Showing posts with label USS Valley City. Show all posts
Showing posts with label USS Valley City. Show all posts

Thursday, July 26, 2012

While every heart must feel deeply the loss of . . .

. . . the thousands of our gallant soldiers who are laying down their lives in hospitals and upon battle fields, yet we cannot but glory in their heroism and feel proud that our flag has so many legions of true men willing to die for it.  History never recorded deeds of more heroic daring than those which have recently been enacted upon various battle fields.

The fidelity and bravery of John Davis, gunner’s mate, on board the steamer Valley City, on the occasion of the attack on Elizabeth City, in covering with his body an open barrel of gun powder in a magazine, while the flames kindled by an exploding shell were burning around him, is an act of self-sacrificing courage, the recital of which thrills every heart.  It is near akin to the act of the Dutch officer at the siege of Antwerp, who fired the magazine and perished in the explosion.

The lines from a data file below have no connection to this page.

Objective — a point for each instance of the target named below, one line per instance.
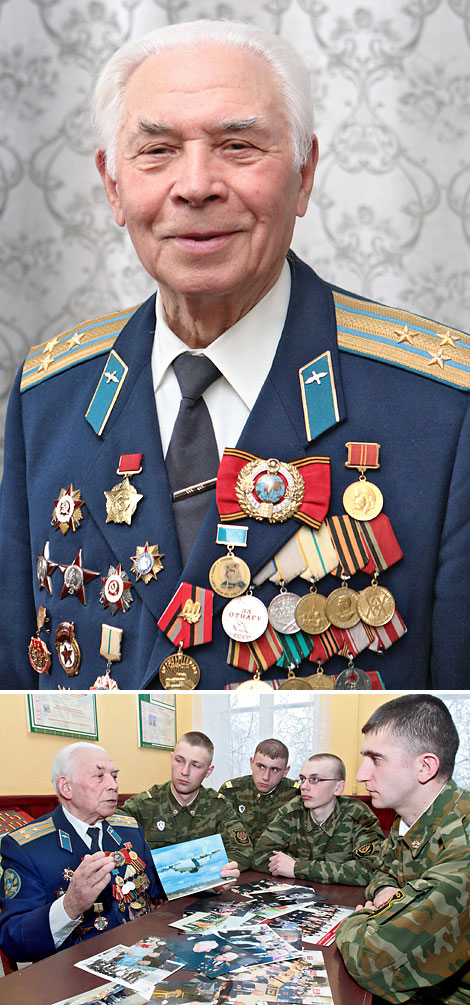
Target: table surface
(56, 978)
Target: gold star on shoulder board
(147, 562)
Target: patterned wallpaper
(390, 215)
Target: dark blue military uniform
(388, 390)
(38, 861)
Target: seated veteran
(182, 809)
(258, 796)
(63, 873)
(323, 835)
(411, 940)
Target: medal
(67, 648)
(44, 569)
(115, 591)
(363, 499)
(75, 577)
(310, 613)
(281, 611)
(39, 655)
(376, 605)
(123, 499)
(66, 514)
(230, 576)
(179, 671)
(341, 607)
(147, 562)
(244, 618)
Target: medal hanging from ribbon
(272, 489)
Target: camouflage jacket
(420, 939)
(344, 848)
(257, 809)
(165, 821)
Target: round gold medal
(229, 576)
(363, 499)
(376, 605)
(310, 614)
(179, 671)
(341, 607)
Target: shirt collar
(244, 353)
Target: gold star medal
(147, 562)
(123, 499)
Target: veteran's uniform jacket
(257, 809)
(396, 381)
(38, 861)
(342, 849)
(165, 821)
(420, 939)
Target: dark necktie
(93, 833)
(192, 456)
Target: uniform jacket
(342, 849)
(420, 939)
(36, 860)
(420, 420)
(257, 809)
(165, 821)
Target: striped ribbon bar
(188, 617)
(348, 545)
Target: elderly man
(64, 873)
(207, 156)
(258, 796)
(324, 835)
(182, 809)
(411, 941)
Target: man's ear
(110, 186)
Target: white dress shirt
(243, 354)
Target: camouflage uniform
(257, 809)
(342, 849)
(420, 939)
(165, 821)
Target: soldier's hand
(281, 864)
(230, 870)
(87, 882)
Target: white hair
(286, 64)
(64, 761)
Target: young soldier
(323, 836)
(258, 796)
(411, 941)
(182, 809)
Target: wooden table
(56, 978)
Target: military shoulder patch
(93, 338)
(11, 883)
(403, 340)
(123, 820)
(33, 830)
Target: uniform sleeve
(24, 909)
(234, 835)
(359, 841)
(417, 940)
(17, 612)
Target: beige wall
(26, 757)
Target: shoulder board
(403, 340)
(123, 820)
(33, 830)
(94, 338)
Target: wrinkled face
(267, 772)
(205, 182)
(321, 793)
(91, 791)
(190, 766)
(388, 770)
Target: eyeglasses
(313, 779)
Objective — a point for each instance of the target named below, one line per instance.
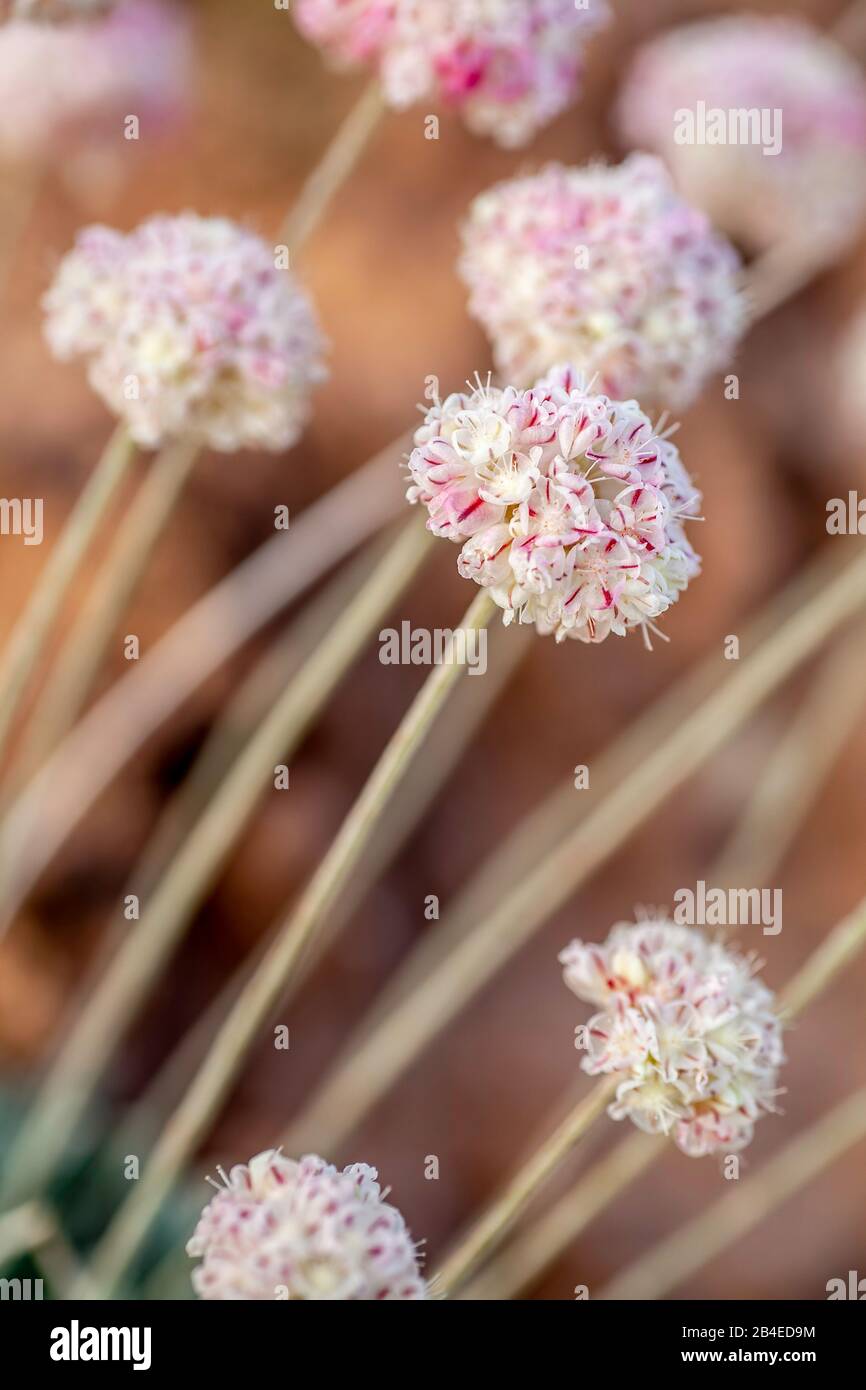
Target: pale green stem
(89, 637)
(49, 808)
(334, 168)
(487, 1233)
(419, 1016)
(131, 973)
(524, 1260)
(225, 1058)
(29, 635)
(798, 766)
(22, 1229)
(434, 766)
(531, 1253)
(745, 1205)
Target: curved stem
(526, 1258)
(334, 168)
(376, 1061)
(142, 957)
(747, 1204)
(34, 627)
(501, 1215)
(225, 1058)
(49, 808)
(85, 647)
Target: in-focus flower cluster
(281, 1229)
(53, 11)
(189, 330)
(68, 88)
(749, 67)
(508, 66)
(688, 1027)
(608, 268)
(569, 506)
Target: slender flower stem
(798, 766)
(334, 168)
(531, 1253)
(745, 1205)
(49, 808)
(142, 957)
(31, 633)
(437, 761)
(85, 647)
(225, 1058)
(501, 1215)
(834, 954)
(377, 1061)
(526, 1258)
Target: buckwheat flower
(53, 11)
(189, 330)
(509, 67)
(67, 89)
(567, 505)
(281, 1229)
(762, 121)
(687, 1026)
(608, 268)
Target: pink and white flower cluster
(813, 189)
(690, 1029)
(282, 1230)
(508, 66)
(567, 505)
(68, 88)
(189, 330)
(608, 268)
(54, 11)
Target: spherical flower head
(506, 66)
(569, 506)
(189, 331)
(608, 268)
(281, 1229)
(685, 1025)
(801, 175)
(53, 11)
(67, 89)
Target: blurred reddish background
(381, 271)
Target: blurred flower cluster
(687, 1025)
(67, 89)
(813, 186)
(508, 66)
(608, 268)
(189, 330)
(54, 11)
(572, 509)
(284, 1229)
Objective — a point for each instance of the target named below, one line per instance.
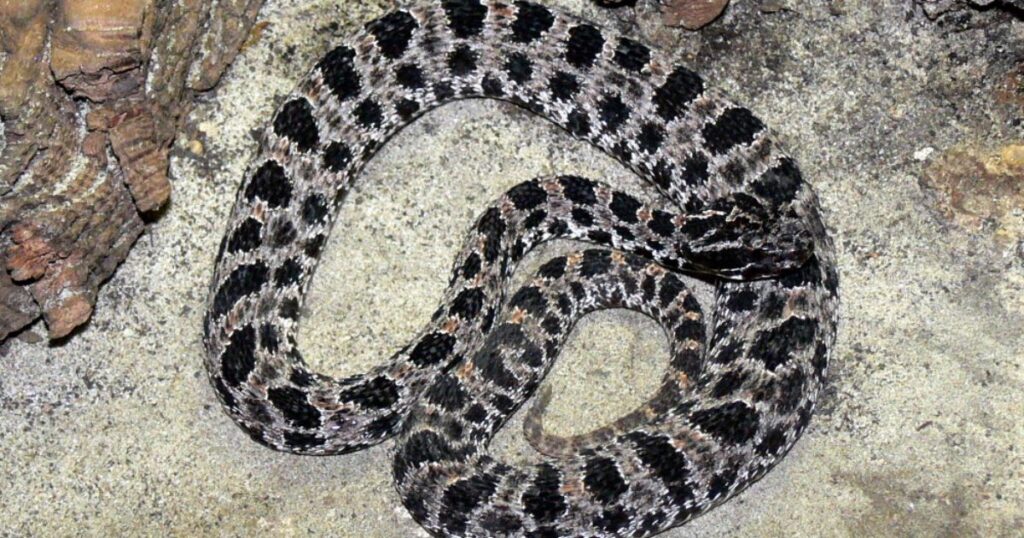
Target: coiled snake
(735, 209)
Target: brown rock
(68, 214)
(691, 14)
(981, 190)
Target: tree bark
(92, 93)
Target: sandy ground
(116, 430)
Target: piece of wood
(85, 80)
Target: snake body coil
(735, 209)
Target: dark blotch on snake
(337, 156)
(563, 86)
(246, 237)
(584, 45)
(369, 114)
(243, 281)
(295, 122)
(410, 76)
(613, 112)
(314, 209)
(773, 346)
(239, 358)
(734, 127)
(462, 60)
(734, 422)
(625, 207)
(531, 22)
(393, 33)
(432, 348)
(519, 68)
(632, 55)
(527, 196)
(603, 480)
(379, 392)
(293, 404)
(544, 499)
(675, 95)
(339, 73)
(465, 16)
(269, 184)
(289, 273)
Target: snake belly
(735, 209)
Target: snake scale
(741, 382)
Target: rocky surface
(117, 431)
(91, 96)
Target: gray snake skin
(741, 383)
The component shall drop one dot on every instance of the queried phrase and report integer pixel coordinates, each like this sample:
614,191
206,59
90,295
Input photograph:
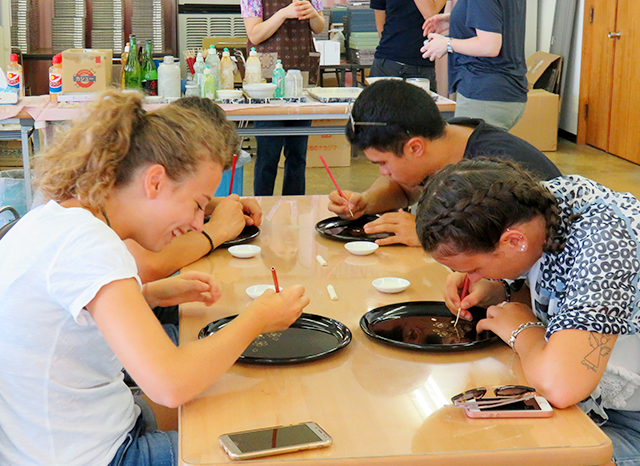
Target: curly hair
466,207
118,137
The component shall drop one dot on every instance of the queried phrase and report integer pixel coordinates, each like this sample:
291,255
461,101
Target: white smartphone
274,440
537,406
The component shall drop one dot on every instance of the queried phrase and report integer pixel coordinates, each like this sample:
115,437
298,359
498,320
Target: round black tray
345,230
426,326
309,338
248,234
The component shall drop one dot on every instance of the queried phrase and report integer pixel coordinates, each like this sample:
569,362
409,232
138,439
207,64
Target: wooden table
382,405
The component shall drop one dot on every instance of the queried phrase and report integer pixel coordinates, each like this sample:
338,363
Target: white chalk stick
332,293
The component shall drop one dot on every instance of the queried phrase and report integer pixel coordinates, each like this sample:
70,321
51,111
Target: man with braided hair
399,127
576,323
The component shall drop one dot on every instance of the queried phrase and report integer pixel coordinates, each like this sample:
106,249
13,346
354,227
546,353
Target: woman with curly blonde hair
74,311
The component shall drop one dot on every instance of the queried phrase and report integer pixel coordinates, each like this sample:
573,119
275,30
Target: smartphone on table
537,406
274,440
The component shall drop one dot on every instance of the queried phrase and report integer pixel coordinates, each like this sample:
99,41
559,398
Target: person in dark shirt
399,127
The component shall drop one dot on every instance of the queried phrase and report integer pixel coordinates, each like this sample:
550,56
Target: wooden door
609,96
624,130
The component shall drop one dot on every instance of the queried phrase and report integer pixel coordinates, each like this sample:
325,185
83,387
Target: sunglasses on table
503,395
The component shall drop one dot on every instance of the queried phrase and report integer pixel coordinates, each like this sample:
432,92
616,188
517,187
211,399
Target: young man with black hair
399,127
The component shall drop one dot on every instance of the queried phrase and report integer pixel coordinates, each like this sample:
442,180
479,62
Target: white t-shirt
62,398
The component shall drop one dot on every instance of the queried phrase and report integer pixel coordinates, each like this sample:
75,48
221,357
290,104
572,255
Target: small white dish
391,284
244,251
361,248
257,290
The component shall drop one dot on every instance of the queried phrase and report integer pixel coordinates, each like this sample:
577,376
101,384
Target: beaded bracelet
521,327
206,235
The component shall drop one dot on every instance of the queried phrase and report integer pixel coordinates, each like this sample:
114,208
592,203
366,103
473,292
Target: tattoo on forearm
600,350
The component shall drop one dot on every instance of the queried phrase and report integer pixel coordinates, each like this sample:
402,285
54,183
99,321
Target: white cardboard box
329,52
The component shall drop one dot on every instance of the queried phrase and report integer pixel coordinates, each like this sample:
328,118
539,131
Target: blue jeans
268,155
385,67
623,428
147,449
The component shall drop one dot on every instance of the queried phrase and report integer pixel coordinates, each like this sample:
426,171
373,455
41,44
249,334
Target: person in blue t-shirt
487,66
399,25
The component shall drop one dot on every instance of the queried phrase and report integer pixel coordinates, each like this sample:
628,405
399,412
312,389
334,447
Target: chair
5,228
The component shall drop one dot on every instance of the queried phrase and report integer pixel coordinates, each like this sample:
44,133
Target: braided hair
467,206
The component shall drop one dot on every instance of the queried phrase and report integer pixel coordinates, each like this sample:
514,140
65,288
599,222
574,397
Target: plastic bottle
199,67
213,60
55,78
123,61
149,71
208,84
290,85
278,79
169,78
132,68
298,77
226,70
15,76
253,68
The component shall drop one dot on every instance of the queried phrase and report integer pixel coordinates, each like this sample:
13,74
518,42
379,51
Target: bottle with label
208,84
123,61
226,70
169,78
199,67
253,68
290,85
15,76
132,68
278,79
213,60
55,78
149,71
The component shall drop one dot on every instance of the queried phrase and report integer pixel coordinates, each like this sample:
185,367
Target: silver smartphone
274,440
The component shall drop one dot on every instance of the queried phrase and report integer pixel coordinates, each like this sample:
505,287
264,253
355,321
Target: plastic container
226,70
213,60
199,67
208,85
15,76
169,78
253,69
55,78
278,79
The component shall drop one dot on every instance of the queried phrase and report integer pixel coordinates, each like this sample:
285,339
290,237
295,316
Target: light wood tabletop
381,404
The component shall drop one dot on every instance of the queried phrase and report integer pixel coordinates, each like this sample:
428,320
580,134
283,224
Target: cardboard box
543,71
329,52
86,70
539,124
334,148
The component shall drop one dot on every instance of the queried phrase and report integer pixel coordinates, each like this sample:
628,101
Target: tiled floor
611,171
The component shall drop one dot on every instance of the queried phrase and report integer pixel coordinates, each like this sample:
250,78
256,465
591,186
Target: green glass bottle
133,69
149,71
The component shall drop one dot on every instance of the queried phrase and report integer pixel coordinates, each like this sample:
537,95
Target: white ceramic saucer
257,290
244,251
391,284
361,248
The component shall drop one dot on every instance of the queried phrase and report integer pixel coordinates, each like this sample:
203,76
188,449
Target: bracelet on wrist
507,290
206,235
512,340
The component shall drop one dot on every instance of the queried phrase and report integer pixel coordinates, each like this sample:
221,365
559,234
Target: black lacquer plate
426,326
309,338
248,234
345,230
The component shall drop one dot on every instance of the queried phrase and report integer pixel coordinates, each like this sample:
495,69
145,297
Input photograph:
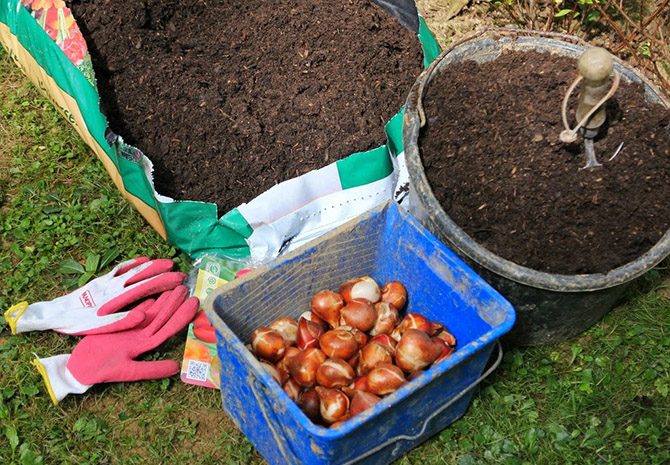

The account which is brought us of the naval engagement at Fortress Monroe, where our brave sailors, on their wooden hulks, fought at such fearful odds against the iron-clad Merrimac, will impress all readers with the gallantry and heroism of our tars.  We are told that the Merrimac lay off at easy point blank range and discharged her broadsides alternately at the Cumberland and Congress, both helpless, every shot telling fearfully upon them, while they were unable to penetrate the iron plating of their adversary.  The Cumberland began to sink.  Her forward magazine was under water, but powder was still supplied them from her magazine and the firing kept steadily up by the men who knew the ship was sinking under them.  Amid the din and horror of the conflict, the decks slippery with blood and strewn with dissevered legs and arms and chunks of flesh, the men worked unremittingly and cheered the flag and the Union, the wounded joining in.  Some of the men in their eagerness remained in the after magazine passing up ammunition and several were thus drowned.  When the water had reached the main deck it was felt hopeless to continue the fight longer and the word was given for each man to save himself as best he could.  After this, Matthew Tenny, whose courage had been conspicuous throughout the fight, fired his gun, the one next it being under water.  As his port was left open by the recoil of his gun he jumped to scramble out, but the water rushed in with such force that he was washed back and drowned.  While we contemplate the fearful and needless sacrifice of life at Fortress Monroe, the exhibition of courage and heroism such as this must challenge our admiration and inspire our confidence in a Government and a country thus devotedly loved and served.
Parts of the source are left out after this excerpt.